Monday Station Break

With the New England Patriots opening up tonight on Monday Night Football, and at a 7pm start, I will not have the time to post this evening.

Some items for review:

Kevin Depew's Five Things You Need to Know reviews some myths and misconceptions still lingering a year after Lehman.

Plenty of coverage was given to Singapore's Ghost Fleet of anchored freight transport ships, and it certainly is a contrarian take on the "All is Well" mindset.

Judge Rakoff refuses to play ball and allow the SEC to pretend they are doing their job by rejecting the BAC/SEC settlement and moving forward with a trial. This is going to have to go away very soon unless you want to replay "systemic risk" marathon.

As I am a Wikipedia addict and read probably over 50 articles a day, I tend to come across little tidbits here and there. While learning about president Hoover this morning, I found it interesting to learn that FDR ran against Hoovers' policies, then later adopted said policies and expanded them! Relevant section (under the Economy Header section):
Franklin D. Roosevelt blasted the Republican incumbent for spending and taxing too much, increasing national debt, raising tariffs and blocking trade, as well as placing millions on the dole of the government. Roosevelt attacked Hoover for "reckless and extravagant" spending, of thinking "that we ought to center control of everything in Washington as rapidly as possible," and of leading "the greatest spending administration in peacetime in all of history."[37] Roosevelt's running mate, John Nance Garner, accused the Republican of "leading the country down the path of socialism".[38]

These policies pale beside the more drastic steps taken later as part of the New Deal. Hoover's opponents charge that his policies came too little, and too late, and did not work. Even as he asked Congress for legislation, he reiterated his view that while people must not suffer from hunger and cold, caring for them must be primarily a local and voluntary responsibility.

Even so, New Dealer Rexford Tugwell[39] later remarked that although no one would say so at the time, "practically the whole New Deal was extrapolated from programs that Hoover started."
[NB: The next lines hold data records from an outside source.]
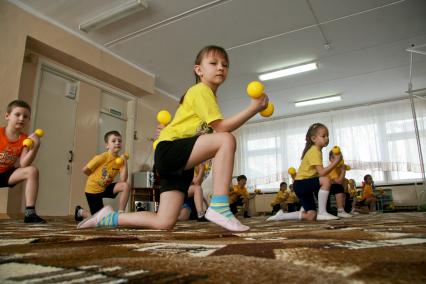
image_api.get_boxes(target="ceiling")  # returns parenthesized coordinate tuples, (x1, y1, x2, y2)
(11, 0, 426, 121)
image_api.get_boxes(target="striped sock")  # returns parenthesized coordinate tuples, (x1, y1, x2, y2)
(210, 195, 234, 219)
(97, 211, 119, 227)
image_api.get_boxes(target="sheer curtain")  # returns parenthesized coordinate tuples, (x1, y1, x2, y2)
(234, 97, 426, 190)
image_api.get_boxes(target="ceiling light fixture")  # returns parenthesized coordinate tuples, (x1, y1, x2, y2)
(79, 0, 148, 33)
(294, 95, 342, 107)
(259, 62, 318, 81)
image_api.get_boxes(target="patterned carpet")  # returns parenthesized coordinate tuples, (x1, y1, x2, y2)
(1, 212, 426, 283)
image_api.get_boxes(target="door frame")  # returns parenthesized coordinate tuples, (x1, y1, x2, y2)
(32, 57, 136, 214)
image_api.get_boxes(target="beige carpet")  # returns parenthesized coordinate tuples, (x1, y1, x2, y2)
(1, 212, 426, 283)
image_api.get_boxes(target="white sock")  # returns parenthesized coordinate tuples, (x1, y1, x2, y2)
(272, 210, 302, 221)
(118, 210, 125, 214)
(318, 189, 330, 214)
(338, 208, 345, 213)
As usual, common held beliefs (FDR saved the country by ending Hoover's "hands off" approach) are not exactly that simple.

Have a good night.


getyourselfconnected said...

While a great comeback win for the Pats, some real issues:
-defense was faster (ie younger) but no better and probably worse
-the offensive line looked like they got old overnight
-Brady is not 100%
Still, a stirring win.

Preseason, Pats #3 or 4 (behind Steelers, Giants, Eagles) to me now #7 (add Falcons, Chargers, and Ravens).
Still, fun game to watch!

GawainsGhost said...

That was a crazy game. I missed the first half, because I had some things I needed to do. But when I turned on the tv and saw Buffalo up in the 3rd, I freaked. The Bills are better than I thought, or the Patriots miss their veterans more than they thought they would.

It's difficult to keep teams together these days, and it takes time for young players to develop. But when the game was on the line and there were plays to be made, guys stepped up and made them to win. That says a lot.
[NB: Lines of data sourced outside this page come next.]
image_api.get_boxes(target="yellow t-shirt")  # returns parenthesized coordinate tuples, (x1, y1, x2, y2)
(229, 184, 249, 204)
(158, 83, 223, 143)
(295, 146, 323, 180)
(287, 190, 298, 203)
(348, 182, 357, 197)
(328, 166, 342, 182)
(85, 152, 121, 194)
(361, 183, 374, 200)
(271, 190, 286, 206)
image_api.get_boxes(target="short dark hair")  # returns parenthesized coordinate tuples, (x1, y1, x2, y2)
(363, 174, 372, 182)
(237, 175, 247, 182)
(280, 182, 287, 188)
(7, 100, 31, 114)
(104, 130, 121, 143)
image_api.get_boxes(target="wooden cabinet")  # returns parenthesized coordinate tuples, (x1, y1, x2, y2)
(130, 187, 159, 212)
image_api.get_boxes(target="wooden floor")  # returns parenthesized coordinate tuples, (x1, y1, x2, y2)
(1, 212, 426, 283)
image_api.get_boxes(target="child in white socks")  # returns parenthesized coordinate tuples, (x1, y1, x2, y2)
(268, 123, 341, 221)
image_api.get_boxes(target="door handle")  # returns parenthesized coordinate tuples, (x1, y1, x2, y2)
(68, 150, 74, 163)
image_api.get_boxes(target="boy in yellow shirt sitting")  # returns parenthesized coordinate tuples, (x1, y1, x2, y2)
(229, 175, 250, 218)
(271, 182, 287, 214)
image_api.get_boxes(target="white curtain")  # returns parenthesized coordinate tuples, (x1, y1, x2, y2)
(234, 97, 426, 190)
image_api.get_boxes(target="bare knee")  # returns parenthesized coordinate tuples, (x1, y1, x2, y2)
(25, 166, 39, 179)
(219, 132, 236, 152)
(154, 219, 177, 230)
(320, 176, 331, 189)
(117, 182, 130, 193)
If that kick returner had taken a knee in the end zone, and the Bills had started at the 20, they probably would have won. But, no, he tried to make something happen he shouldn't have and ended up getting the ball stripped. That was a grievous mistake.

Brady may not be 100%, which is not surprising given the severity of his injury and the length of time away from the game, however when he was given the opportunity to win, he did. That's the mark of a champion.
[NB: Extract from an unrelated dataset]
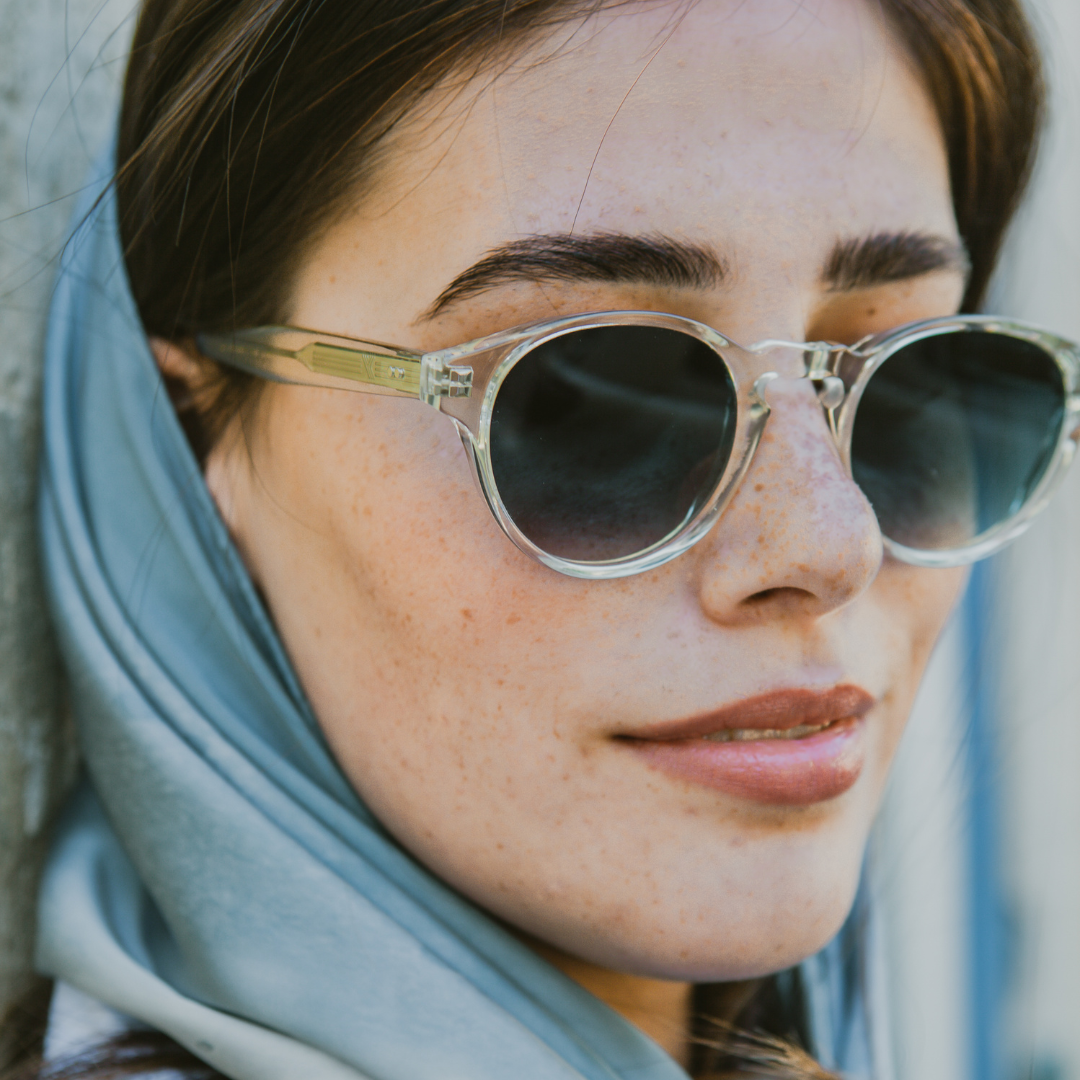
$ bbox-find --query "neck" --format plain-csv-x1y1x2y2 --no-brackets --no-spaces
526,938,695,1066
519,938,764,1070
Football is a game of inches and seconds. If you look at the total amount of time spent playing, between snap and whistle, 4 to 5 seconds per play, it's really only about 15 minutes per game. The rest is huddles, lining up and the like. That's all part of the game, it's true, but actual plays take up less than a quarter. Every game turns on 2 or 3 plays, in 10 or 15 seconds. So, when there is a play to be made, you have to make that play, because if you don't that's the game.

In the end, the Bills had one play to make to win. They didn't and lost. The Patriots had two plays to make to win. They did and came away with a victory. That's football. 3 plays, 15 seconds, the game was lost and won in that short time span.

Anonymous said...

>As I am a Wikipedia addict and read probably over 50 articles a day...

Wow, do you have a job???

watchtower said...

I turned on the game late into it and thought there was no way they were going to pull that one out, but to use an old cliche:
They pulled victory out of the jaws of defeat.

Is anyone following Glenn Beck and his exposure of ACORN?
Pretty incredible IMO, not that I don't believe that the're not people out there like that, but that Glenn Beck isn't pushing up daisies by now.